Adventure High School Science Fiction

My mother’s always thought I was weird.

She’s right. I’m weird. She’s not. Mom’s an A-list celebrity, and people consider her beautiful, I guess, although everyone knows everything they think they like about her is fake. Any part of her figure they admire is pure plastic fabrication, and any part of her personality that they think makes her kind is just show.

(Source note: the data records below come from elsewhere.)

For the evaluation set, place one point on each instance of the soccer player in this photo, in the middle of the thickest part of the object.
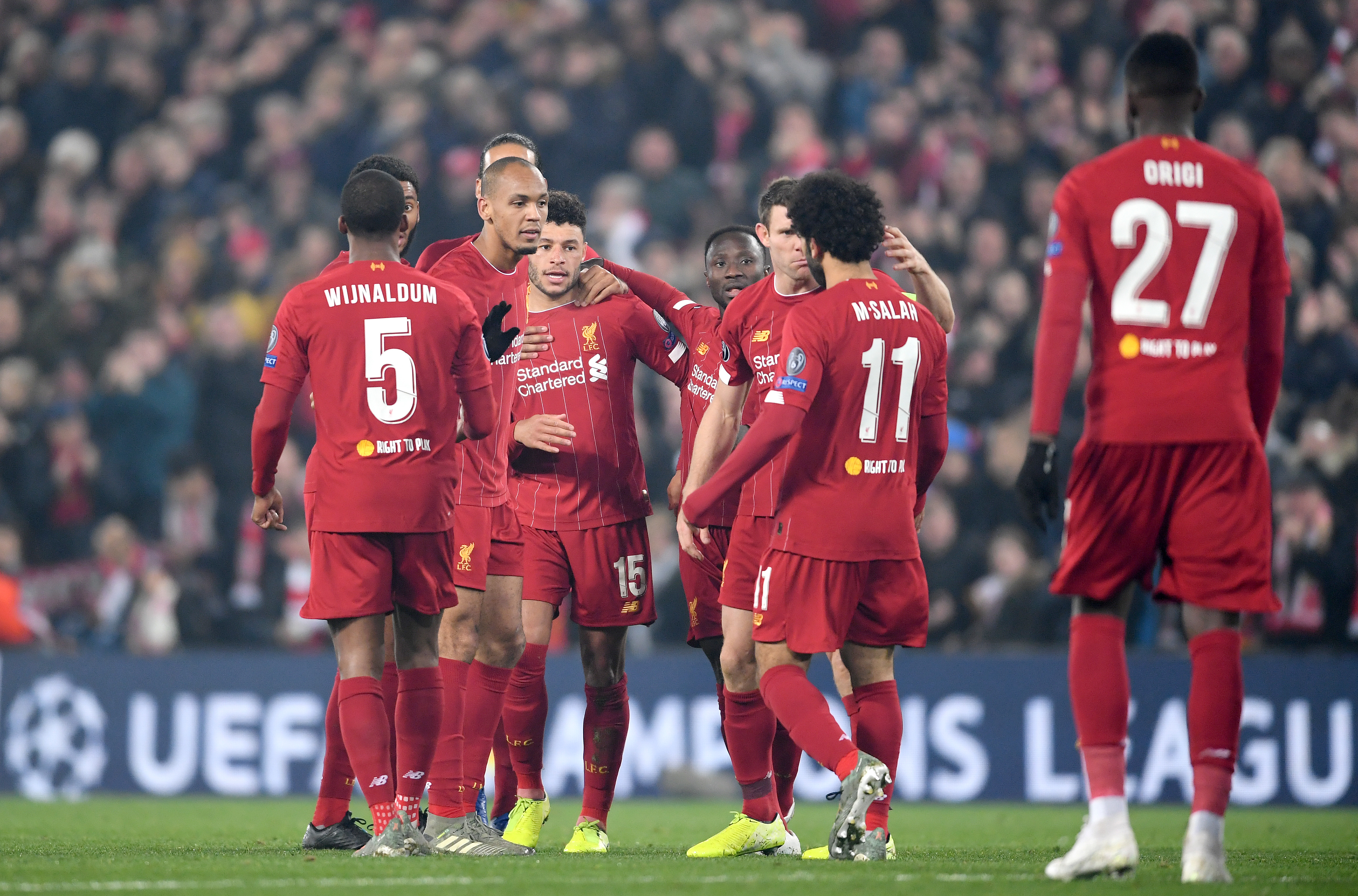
(389, 382)
(332, 826)
(762, 754)
(580, 492)
(1181, 252)
(859, 401)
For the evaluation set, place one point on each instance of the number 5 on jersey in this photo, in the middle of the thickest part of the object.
(377, 359)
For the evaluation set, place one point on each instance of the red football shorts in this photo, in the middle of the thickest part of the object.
(506, 542)
(750, 539)
(817, 605)
(362, 574)
(1205, 510)
(472, 531)
(703, 584)
(608, 569)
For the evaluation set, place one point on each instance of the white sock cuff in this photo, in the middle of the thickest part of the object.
(1107, 808)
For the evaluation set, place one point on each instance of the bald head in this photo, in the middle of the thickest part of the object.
(509, 173)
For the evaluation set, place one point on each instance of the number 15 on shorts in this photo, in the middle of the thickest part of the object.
(632, 575)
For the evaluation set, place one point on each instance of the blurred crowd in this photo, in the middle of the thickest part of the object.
(169, 169)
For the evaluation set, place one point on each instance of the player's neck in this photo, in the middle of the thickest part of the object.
(787, 286)
(1164, 128)
(494, 249)
(837, 272)
(381, 250)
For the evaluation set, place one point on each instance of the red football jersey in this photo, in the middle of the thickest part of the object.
(484, 466)
(699, 326)
(752, 333)
(341, 260)
(867, 363)
(1181, 245)
(586, 374)
(387, 381)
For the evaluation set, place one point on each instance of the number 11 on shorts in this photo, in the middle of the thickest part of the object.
(632, 575)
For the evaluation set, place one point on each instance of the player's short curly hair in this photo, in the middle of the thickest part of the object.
(400, 169)
(842, 215)
(1163, 64)
(566, 210)
(373, 204)
(776, 193)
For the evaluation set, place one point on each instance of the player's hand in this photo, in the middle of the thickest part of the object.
(536, 341)
(545, 432)
(689, 537)
(1039, 492)
(268, 511)
(498, 341)
(597, 284)
(906, 256)
(674, 493)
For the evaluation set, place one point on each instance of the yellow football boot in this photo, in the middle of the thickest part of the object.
(526, 822)
(742, 837)
(589, 838)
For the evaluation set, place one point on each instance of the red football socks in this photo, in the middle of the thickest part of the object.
(336, 773)
(750, 731)
(446, 772)
(1215, 701)
(507, 784)
(390, 689)
(1099, 694)
(800, 707)
(366, 732)
(606, 735)
(419, 723)
(526, 716)
(878, 734)
(787, 759)
(485, 700)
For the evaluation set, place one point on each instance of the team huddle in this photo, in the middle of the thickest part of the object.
(477, 465)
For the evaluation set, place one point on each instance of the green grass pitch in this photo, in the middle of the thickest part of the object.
(212, 845)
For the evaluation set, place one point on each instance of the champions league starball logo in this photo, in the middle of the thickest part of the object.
(55, 739)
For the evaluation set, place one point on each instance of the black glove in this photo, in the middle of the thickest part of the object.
(498, 341)
(1038, 486)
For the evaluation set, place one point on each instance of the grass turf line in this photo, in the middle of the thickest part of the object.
(216, 845)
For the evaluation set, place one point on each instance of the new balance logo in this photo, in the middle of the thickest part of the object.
(598, 368)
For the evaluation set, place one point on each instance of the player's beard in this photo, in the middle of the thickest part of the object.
(548, 290)
(818, 271)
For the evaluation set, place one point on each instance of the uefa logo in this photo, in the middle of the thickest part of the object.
(55, 740)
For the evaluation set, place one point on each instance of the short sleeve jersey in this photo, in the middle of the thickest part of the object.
(752, 334)
(586, 374)
(866, 363)
(390, 351)
(484, 466)
(1177, 241)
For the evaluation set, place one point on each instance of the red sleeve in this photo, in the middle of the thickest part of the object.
(471, 366)
(656, 344)
(769, 436)
(1270, 286)
(438, 249)
(1062, 299)
(286, 362)
(803, 360)
(269, 436)
(690, 318)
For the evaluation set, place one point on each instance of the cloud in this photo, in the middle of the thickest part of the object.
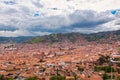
(40, 17)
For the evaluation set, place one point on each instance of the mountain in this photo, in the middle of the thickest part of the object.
(14, 39)
(101, 37)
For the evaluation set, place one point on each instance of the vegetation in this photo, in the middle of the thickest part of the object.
(103, 59)
(35, 40)
(32, 78)
(105, 76)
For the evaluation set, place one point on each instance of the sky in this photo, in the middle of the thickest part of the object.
(43, 17)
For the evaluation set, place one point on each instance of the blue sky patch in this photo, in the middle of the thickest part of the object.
(36, 14)
(113, 12)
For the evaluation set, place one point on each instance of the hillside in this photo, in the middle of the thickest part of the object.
(101, 37)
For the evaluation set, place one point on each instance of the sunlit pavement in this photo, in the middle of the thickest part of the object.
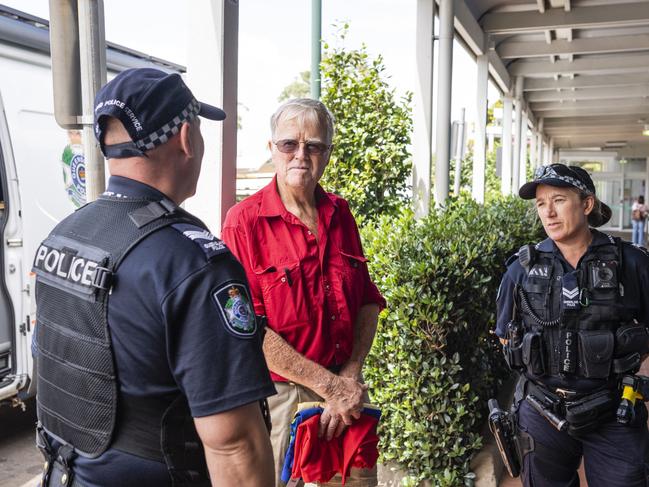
(507, 481)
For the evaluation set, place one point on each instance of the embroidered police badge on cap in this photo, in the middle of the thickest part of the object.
(208, 243)
(235, 306)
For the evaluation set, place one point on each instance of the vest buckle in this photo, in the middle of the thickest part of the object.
(102, 278)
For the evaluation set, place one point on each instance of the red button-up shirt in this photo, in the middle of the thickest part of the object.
(310, 289)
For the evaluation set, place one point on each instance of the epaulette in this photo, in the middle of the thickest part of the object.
(208, 243)
(639, 247)
(512, 258)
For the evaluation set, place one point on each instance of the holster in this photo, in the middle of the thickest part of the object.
(57, 470)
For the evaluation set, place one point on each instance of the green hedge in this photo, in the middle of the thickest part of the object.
(434, 363)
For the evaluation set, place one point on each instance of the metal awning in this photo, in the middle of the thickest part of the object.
(584, 64)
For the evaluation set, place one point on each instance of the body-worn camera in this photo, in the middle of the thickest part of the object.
(603, 275)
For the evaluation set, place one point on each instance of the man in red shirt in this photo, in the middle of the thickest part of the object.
(303, 257)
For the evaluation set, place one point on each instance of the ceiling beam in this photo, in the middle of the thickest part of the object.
(592, 121)
(595, 142)
(476, 40)
(604, 131)
(587, 94)
(629, 63)
(468, 27)
(617, 15)
(594, 81)
(593, 45)
(543, 106)
(640, 112)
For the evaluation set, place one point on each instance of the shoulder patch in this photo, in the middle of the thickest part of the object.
(233, 301)
(209, 244)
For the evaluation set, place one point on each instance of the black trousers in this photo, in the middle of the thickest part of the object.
(614, 455)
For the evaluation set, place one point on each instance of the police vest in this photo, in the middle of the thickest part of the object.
(78, 400)
(575, 324)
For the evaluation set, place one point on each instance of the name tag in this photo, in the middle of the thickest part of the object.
(570, 292)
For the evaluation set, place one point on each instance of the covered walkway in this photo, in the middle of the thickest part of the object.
(574, 78)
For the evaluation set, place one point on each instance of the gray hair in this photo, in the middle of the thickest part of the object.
(306, 110)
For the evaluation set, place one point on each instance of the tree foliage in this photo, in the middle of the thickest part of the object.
(370, 162)
(434, 362)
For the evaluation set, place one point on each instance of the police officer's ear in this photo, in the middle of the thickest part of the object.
(589, 204)
(188, 138)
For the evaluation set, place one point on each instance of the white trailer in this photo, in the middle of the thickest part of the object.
(42, 179)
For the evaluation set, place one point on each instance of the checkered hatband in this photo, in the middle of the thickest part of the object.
(168, 130)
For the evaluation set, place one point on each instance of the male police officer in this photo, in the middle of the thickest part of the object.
(146, 333)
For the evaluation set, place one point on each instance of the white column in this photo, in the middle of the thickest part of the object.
(551, 151)
(479, 149)
(522, 173)
(422, 138)
(92, 56)
(533, 151)
(443, 125)
(646, 182)
(516, 150)
(539, 144)
(212, 62)
(506, 144)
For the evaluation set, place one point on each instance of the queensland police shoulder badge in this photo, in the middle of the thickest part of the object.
(233, 301)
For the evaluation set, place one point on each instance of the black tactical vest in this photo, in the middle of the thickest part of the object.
(78, 401)
(575, 324)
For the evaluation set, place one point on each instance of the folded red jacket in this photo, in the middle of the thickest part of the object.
(318, 460)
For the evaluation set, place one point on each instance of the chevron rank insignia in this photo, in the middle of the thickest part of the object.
(207, 242)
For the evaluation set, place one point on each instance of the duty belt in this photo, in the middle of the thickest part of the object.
(573, 411)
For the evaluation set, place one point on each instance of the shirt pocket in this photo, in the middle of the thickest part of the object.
(282, 288)
(353, 274)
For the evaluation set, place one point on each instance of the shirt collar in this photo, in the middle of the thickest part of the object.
(599, 239)
(122, 187)
(272, 205)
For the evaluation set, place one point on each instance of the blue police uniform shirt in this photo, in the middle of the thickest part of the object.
(635, 279)
(170, 335)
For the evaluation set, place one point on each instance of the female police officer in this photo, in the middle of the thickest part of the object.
(572, 315)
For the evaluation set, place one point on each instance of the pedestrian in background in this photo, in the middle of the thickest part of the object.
(638, 217)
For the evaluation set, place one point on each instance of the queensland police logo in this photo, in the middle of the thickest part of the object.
(234, 304)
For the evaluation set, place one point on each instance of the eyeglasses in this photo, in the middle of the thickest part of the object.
(552, 170)
(291, 146)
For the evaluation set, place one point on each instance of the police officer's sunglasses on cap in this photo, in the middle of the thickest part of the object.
(559, 171)
(291, 146)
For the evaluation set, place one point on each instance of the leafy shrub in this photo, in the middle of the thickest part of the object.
(370, 163)
(434, 362)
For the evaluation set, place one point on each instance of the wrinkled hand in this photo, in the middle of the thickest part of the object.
(342, 405)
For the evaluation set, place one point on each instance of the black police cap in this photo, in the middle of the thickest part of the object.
(152, 105)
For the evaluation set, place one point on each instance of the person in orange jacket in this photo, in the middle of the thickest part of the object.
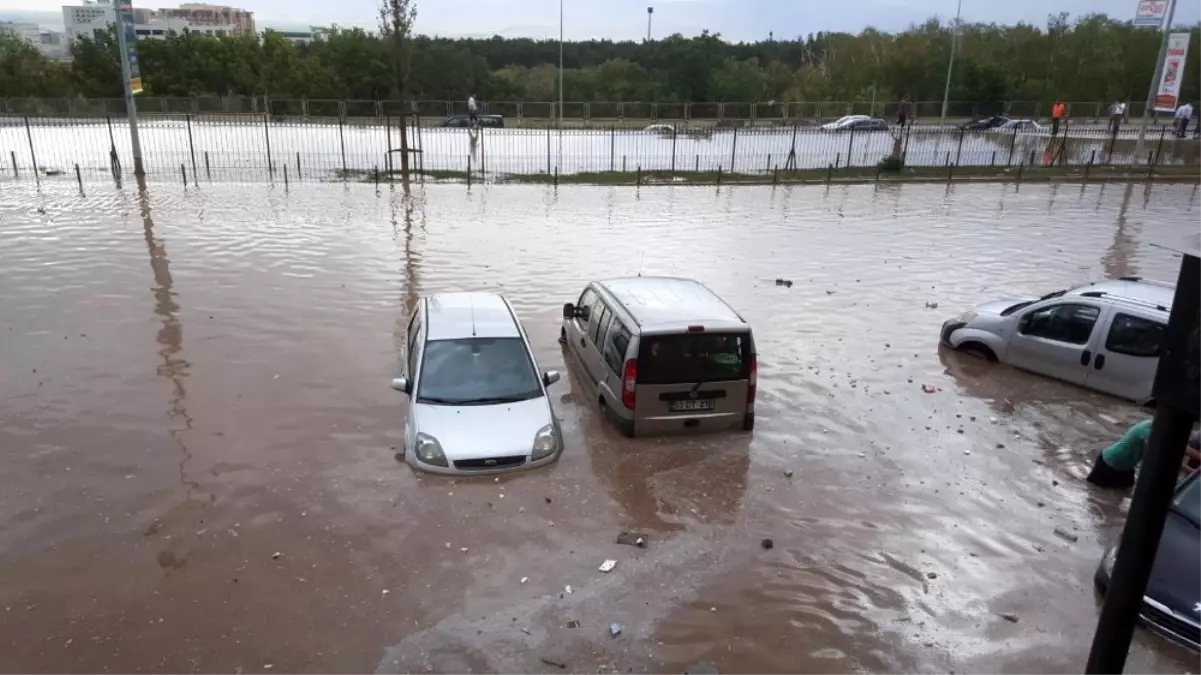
(1057, 112)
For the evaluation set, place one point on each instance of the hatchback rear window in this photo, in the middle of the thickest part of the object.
(693, 357)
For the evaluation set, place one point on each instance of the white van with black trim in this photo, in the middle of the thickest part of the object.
(663, 354)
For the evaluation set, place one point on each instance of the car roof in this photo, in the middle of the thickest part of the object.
(1154, 294)
(670, 302)
(470, 315)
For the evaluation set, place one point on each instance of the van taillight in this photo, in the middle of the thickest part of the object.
(628, 381)
(753, 381)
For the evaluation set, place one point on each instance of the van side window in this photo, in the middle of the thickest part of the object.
(1063, 323)
(601, 316)
(1135, 336)
(615, 346)
(585, 305)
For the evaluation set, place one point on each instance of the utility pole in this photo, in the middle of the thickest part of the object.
(1154, 81)
(131, 75)
(560, 84)
(950, 63)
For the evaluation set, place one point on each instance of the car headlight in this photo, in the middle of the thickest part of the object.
(429, 451)
(545, 442)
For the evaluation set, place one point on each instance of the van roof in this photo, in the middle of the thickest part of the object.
(468, 315)
(669, 302)
(1157, 294)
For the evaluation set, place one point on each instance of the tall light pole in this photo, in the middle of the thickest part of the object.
(1154, 81)
(950, 63)
(560, 84)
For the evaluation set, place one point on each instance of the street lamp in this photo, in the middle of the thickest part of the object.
(950, 63)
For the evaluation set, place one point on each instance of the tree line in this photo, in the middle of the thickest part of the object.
(1093, 58)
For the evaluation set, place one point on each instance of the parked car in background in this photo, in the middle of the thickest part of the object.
(859, 123)
(1105, 335)
(1171, 605)
(984, 124)
(491, 121)
(1020, 125)
(477, 402)
(662, 354)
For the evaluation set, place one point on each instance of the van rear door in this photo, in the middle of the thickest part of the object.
(697, 376)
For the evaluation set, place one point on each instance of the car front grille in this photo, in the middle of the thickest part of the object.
(1173, 626)
(489, 464)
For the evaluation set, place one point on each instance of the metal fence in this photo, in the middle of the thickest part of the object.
(518, 113)
(261, 147)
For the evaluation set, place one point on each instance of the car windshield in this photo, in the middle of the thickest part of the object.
(693, 357)
(477, 371)
(1187, 502)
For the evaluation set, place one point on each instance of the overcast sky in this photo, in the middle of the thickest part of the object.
(626, 19)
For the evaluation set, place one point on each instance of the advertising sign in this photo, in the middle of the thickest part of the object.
(1151, 13)
(1167, 94)
(125, 21)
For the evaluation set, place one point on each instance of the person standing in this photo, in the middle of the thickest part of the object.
(1056, 117)
(1117, 111)
(904, 111)
(472, 109)
(1183, 114)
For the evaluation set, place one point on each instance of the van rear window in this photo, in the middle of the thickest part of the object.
(693, 357)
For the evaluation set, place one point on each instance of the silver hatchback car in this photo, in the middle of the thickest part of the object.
(1105, 335)
(477, 402)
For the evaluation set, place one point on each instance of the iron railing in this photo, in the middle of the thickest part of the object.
(257, 147)
(518, 113)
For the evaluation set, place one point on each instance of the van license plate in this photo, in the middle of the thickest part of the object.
(689, 405)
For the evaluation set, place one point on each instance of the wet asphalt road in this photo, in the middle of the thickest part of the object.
(198, 435)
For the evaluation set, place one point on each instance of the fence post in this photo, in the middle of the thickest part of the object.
(33, 156)
(191, 145)
(734, 147)
(613, 148)
(341, 139)
(267, 136)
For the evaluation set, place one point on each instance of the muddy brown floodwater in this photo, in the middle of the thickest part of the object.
(197, 435)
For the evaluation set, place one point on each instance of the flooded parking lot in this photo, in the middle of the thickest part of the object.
(198, 435)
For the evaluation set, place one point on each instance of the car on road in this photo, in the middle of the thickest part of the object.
(1105, 336)
(476, 400)
(1019, 125)
(985, 124)
(662, 354)
(1171, 605)
(462, 121)
(858, 123)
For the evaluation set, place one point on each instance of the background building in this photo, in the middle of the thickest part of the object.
(209, 19)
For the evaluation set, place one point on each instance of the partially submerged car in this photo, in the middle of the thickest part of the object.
(1105, 336)
(1171, 605)
(477, 402)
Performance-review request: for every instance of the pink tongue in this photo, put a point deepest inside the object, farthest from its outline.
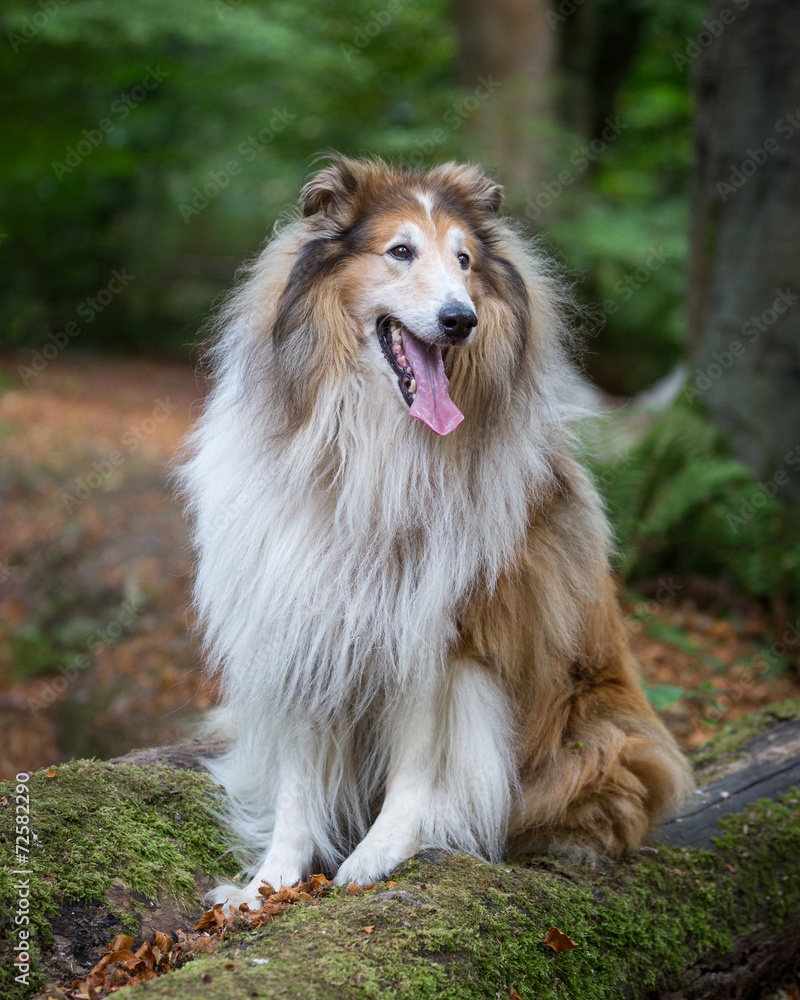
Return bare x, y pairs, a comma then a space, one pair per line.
432, 404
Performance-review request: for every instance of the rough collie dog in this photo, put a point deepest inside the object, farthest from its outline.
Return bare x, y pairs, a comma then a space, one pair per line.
403, 574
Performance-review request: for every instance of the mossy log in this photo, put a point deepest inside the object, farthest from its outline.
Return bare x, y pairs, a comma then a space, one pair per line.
711, 909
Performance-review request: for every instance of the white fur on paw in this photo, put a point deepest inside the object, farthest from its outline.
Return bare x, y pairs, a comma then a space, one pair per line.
232, 896
368, 864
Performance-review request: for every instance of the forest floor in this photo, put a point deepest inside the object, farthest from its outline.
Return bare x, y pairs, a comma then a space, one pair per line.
96, 650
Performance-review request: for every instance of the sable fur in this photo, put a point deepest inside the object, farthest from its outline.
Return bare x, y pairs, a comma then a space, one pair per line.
368, 588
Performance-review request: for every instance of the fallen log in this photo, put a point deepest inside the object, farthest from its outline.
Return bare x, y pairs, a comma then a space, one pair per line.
711, 909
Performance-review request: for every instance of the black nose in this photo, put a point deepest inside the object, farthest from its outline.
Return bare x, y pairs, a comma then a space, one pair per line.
457, 321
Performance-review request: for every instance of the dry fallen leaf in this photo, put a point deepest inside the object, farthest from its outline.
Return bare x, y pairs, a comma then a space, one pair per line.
559, 941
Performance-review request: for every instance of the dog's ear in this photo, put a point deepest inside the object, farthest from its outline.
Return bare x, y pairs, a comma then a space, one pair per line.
331, 188
472, 186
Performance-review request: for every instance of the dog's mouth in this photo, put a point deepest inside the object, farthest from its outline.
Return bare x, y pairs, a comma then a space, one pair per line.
419, 368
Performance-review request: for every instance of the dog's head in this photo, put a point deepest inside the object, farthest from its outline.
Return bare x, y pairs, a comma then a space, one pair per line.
401, 270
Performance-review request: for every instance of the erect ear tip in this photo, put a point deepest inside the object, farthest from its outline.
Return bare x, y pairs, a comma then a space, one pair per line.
330, 187
494, 195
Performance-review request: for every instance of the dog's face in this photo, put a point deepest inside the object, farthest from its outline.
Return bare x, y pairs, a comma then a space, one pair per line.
400, 266
412, 293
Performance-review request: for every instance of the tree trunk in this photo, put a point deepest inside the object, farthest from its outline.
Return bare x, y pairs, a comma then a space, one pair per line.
745, 254
128, 845
511, 44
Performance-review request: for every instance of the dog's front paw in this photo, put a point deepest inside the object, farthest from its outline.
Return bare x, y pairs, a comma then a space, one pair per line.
368, 864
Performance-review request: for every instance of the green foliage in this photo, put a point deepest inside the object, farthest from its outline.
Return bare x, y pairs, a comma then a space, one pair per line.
165, 138
680, 504
623, 228
162, 138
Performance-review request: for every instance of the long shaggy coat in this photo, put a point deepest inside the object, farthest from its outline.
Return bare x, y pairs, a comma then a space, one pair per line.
417, 634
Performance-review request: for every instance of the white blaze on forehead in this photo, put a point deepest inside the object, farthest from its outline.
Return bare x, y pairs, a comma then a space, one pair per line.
457, 239
426, 200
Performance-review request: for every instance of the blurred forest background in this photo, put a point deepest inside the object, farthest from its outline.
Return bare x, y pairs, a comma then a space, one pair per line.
148, 147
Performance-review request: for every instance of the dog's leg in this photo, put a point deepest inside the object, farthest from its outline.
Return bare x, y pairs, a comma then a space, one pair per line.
292, 848
449, 782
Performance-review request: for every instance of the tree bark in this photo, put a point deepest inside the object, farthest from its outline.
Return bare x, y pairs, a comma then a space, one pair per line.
744, 279
511, 44
689, 917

I remember my brother Aiden telling me about someone named Ellen, once. I think he was seven or eight when the big scandal happened. Ellen had been revered for years as this amazing person with a kind heart who did good for others, but then accusations started trickling out about how, time and time again, she’d actually been really terrible to people. After a while, she just disappeared. Kind of like Obama, you know? Everyone my parents’ age remembers all he did as president, then he got out of office and was suddenly gone. Like, do I know where Obama is now? No. Do you?

(Xaviar claims he remembers Obama’s presidency, but he’s lying. He would have been only, like, five when he left office. Xaviar always has to prove that he’s better than everyone else. I wonder who he got that from.)

My mom voted for Obama, by the way. Not because she cared--about anything--at all--but because that’s what everyone else was doing. As if they didn’t all know, Mom. As if every inhabitant of America didn’t know you just adopted me for brownie points.

She was fully capable of having another kid. She was thirty years old, for the love of God. But my mother never misses a chance for virtue signaling.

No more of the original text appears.